Takahashi and colleagues looked at the presence of negative HU pixels and skewness of the pixel histogram for identification of fat in lipid-poor AMLs at unenhanced CT. When comparing lipid-poor AMLs (n = 38) with RCC (n = 83), they found that the combination of six or more pixels less than −30 HU using multiple overlapping ROIs and negative whole lesion skewness less than −0.4 identified 20/38 AMLS and 1/83 RCCs.
Varghese and colleagues looked at solid, enhancing masses on contrast-enhanced CT and found that a collection of texture features aided in differentiating benign (oncocytoma, lipid-poor AML) from RCC (multiple subtypes). The overall contrast-enhanced CT model had an AUC of 0.87 for differentiating benign from malignant solid renal masses.
Yan and colleagues evaluated lipid-poor AML (n = 18) compared with clear cell RCC (ccRCC, n = 18) and papillary RCC (pRCC, n = 14) on multiphase CT and found that texture features did an excellent job classifying AML versus ccRCC on unenhanced images (misclassification ≤10%). Similarly, there was excellent classification of AML versus pRCC on enhanced, corticomedullary, and nephrographic phase CT. Takahashi and colleagues used a combination of noncontrast and postcontrast CT with demographic factors to differentiate RCC from lipid-poor AML. The model included sex; morphologic descriptions, such as percentage exophytic growth; entropy on postcontrast CT; attenuation; and lesion to kidney difference. It demonstrated low sensitivity but high specificity for oncocytoma versus RCC (50% and 98%, respectively).

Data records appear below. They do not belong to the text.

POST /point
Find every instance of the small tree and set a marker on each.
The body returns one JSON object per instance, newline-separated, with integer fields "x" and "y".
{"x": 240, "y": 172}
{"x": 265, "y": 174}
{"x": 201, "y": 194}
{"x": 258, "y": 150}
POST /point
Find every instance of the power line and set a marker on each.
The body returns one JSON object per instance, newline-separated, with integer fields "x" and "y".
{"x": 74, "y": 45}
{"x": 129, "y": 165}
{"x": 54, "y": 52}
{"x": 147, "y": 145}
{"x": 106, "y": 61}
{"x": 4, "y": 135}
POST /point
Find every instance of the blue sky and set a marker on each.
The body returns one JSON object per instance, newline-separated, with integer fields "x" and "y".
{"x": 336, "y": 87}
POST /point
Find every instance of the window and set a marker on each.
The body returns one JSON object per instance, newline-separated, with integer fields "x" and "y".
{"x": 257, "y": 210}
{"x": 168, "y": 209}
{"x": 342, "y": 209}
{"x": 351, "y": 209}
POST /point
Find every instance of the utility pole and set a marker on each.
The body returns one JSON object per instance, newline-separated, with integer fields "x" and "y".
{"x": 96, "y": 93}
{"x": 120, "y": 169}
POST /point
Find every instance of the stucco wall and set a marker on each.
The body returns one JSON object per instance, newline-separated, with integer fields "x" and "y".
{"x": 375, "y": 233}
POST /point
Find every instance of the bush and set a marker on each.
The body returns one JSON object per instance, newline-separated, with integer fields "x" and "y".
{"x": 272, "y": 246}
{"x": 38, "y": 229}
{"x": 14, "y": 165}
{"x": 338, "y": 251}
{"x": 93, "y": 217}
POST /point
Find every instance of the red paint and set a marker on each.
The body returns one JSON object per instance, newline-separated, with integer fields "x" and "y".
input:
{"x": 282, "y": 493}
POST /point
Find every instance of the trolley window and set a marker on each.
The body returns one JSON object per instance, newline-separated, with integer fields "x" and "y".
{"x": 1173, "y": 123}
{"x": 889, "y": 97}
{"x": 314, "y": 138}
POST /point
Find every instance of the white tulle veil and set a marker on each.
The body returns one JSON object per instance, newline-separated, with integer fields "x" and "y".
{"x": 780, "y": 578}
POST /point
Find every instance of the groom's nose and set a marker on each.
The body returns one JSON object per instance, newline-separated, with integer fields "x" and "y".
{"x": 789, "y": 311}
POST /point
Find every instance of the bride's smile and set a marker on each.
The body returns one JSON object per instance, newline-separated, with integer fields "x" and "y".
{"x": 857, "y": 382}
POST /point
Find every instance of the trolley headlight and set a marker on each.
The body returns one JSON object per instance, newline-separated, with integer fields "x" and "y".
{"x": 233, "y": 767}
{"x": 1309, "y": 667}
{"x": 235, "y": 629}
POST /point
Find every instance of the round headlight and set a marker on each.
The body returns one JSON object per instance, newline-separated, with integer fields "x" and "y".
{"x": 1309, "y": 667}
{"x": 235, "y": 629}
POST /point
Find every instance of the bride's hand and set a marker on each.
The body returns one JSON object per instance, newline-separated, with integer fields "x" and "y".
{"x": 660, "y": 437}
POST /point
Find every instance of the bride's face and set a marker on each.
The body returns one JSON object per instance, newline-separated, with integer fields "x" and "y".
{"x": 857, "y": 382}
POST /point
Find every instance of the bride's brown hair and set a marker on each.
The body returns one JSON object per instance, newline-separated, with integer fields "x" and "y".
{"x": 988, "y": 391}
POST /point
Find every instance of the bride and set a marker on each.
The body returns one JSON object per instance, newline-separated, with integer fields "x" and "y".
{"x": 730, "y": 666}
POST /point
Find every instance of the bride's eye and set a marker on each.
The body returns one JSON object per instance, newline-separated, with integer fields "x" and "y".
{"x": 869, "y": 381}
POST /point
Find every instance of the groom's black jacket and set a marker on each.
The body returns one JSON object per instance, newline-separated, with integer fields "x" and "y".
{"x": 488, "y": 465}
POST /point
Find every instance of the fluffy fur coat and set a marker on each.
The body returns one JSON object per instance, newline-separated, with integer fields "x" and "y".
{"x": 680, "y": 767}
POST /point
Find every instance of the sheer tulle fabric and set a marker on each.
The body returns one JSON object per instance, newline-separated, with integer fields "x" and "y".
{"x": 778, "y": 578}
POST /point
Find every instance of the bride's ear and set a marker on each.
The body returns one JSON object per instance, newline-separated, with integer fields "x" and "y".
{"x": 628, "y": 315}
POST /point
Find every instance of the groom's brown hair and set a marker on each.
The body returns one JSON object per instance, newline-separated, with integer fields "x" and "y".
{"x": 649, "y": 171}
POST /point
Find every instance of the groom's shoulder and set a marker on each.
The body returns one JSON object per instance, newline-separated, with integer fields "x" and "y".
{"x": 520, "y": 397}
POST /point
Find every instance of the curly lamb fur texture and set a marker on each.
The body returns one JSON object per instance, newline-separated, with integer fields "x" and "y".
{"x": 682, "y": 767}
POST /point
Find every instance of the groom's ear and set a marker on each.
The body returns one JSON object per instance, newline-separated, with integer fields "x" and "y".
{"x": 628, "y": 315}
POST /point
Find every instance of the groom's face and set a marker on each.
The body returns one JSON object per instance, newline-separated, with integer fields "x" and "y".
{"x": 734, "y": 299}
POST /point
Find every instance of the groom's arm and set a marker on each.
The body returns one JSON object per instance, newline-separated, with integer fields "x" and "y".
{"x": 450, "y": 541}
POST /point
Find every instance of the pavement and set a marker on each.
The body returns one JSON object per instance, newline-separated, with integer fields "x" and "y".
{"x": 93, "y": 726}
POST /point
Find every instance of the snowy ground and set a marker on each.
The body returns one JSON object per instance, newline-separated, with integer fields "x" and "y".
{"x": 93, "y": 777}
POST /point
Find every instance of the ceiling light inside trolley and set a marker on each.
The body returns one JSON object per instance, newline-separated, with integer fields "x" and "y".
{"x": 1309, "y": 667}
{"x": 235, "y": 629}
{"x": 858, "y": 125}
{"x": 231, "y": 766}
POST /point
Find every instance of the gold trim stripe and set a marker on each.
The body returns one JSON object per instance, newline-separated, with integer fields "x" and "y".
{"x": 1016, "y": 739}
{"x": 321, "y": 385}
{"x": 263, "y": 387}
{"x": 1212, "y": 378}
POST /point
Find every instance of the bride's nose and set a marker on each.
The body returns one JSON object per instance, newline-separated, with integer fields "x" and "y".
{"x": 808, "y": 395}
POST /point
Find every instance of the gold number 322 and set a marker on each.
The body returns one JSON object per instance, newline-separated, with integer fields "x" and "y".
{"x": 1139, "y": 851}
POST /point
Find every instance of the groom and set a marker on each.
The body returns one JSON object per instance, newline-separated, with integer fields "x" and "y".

Feng and colleagues applied machine learning to texture analysis of multiphase CT of small renal masses (<4 cm) to differentiate lipid-poor AML (n = 17) from RCC (n = 41). SVM with recursive feature elimination and synthetic minority oversampling technique were used to identify discriminative classifiers. An optimal subset of 11 features and the SVM with recursive feature elimination plus synthetic minority oversampling technique classifier achieved the best performance with AUC of 0.955 in differentiating lipid-poor AML. Similarly, Yang and colleagues used a machine learning–based classification model to differentiation small (<4 cm) lipid-poor AML (n = 45) and RCCs (n = 118) at multiphasic CT. In their study, ROIs were drawn on each phase of contrast and texture features were extracted. Fifteen concatenations of the features were fed into 224 classification models, classifications were compared, and top ranked features analyzed. Features extracted from the noncontrast phase performed the best, with an AUC of 0.9. Other groups have applied machine and deep learning models to this task.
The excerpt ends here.